Much of our analysis of polynomial functions relies on zeros or roots. In particular, we locate local maximums and minimums where the derivative equals $0$. Therefore, factoring is very high on our list of skills.

Unfortunately, factoring a random polynomial is almost impossible. So, we need some help.

$\blacktriangleright $ First, we hope the instructor has given us a polynomial which we have a chance of factoring. Otherwise, we really don’t know what to do.

$\blacktriangleright $ Second, we need some good guesses.

We would like to factor the polynomial in order to identify zeros or roots. But, if we had an idea of the roots, then we could guess a factor and try to factor it out of the polynomial. Then, we hope the other factor is easier to work with.

So, what are good guess for roots of a polynomial?

Under certain conditions, we can actually get some good guesses for roots of the polynomial and thus factors.

Rational Roots Theorem

Let $p(x) = a_n x^n + a_{n-1} x^{n-1} + \cdots + a_1 x + a_0$ be a polynomial of degree $n$ with integer coefficients, $a_i \in \mathbb {Z}$ for all $i$, such that $a_n, a_0 \ne 0$.
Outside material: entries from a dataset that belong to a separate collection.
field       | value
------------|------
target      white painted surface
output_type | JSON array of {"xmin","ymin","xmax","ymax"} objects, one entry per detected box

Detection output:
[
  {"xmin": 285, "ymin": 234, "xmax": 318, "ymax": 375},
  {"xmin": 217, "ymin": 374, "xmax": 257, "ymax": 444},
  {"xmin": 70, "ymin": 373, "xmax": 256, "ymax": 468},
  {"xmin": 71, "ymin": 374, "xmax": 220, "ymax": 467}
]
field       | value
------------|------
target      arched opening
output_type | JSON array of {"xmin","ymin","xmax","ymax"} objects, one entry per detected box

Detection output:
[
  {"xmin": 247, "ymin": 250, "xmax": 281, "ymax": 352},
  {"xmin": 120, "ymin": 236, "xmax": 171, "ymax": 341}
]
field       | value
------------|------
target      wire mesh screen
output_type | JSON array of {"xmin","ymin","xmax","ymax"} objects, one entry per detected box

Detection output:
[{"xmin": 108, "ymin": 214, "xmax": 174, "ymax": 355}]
If $p(x)$ has any rational roots, then they come from this set:

\[ \left \{ \frac {p}{q} \, | \, p \, \text { is a factor of } \, a_0 \, \text { and } \, q \, \text { is a factor of } \, a_n \right \} \]

This set could have a lot of members, but that is better than an infinite list of possibilities. A lot better!

just Rational Roots

The Rational Roots Theorem tells us how to find rational roots, not all roots. If the polynomial has other types of roots, then this doesn’t help to find them.
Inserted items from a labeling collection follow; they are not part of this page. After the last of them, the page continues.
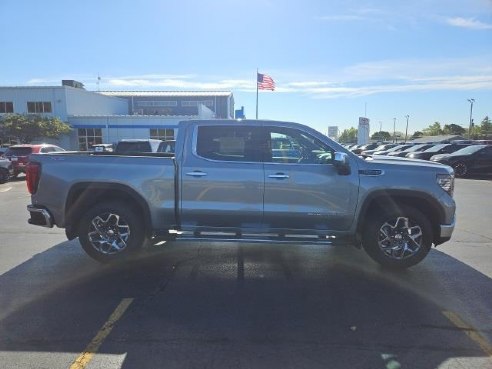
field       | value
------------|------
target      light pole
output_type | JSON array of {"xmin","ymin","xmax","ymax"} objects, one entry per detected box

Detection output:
[
  {"xmin": 393, "ymin": 118, "xmax": 396, "ymax": 143},
  {"xmin": 468, "ymin": 99, "xmax": 475, "ymax": 140},
  {"xmin": 405, "ymin": 114, "xmax": 410, "ymax": 143}
]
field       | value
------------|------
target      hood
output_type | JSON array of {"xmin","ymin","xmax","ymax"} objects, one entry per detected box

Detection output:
[
  {"xmin": 430, "ymin": 154, "xmax": 451, "ymax": 161},
  {"xmin": 365, "ymin": 156, "xmax": 452, "ymax": 169}
]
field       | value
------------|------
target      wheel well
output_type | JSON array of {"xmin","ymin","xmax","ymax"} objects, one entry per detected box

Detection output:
[
  {"xmin": 358, "ymin": 195, "xmax": 442, "ymax": 240},
  {"xmin": 65, "ymin": 183, "xmax": 152, "ymax": 239}
]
Note: If $a_0 = 0$, then the constant term is zero and the variable is a common factor of all of the terms. It can be factored out.

RRT

Let $p(x) = 3\, x^3 - 16 \, x^2 + 3 \, x + 10$

This is a cubic polynomial with integer coefficients and the constant term is not $0$. It meets the conditions of the RRT.

A quick glance at a graph suggests that this cubic polynomial has three real roots. The real roots might be rational numbers or they might be irrational.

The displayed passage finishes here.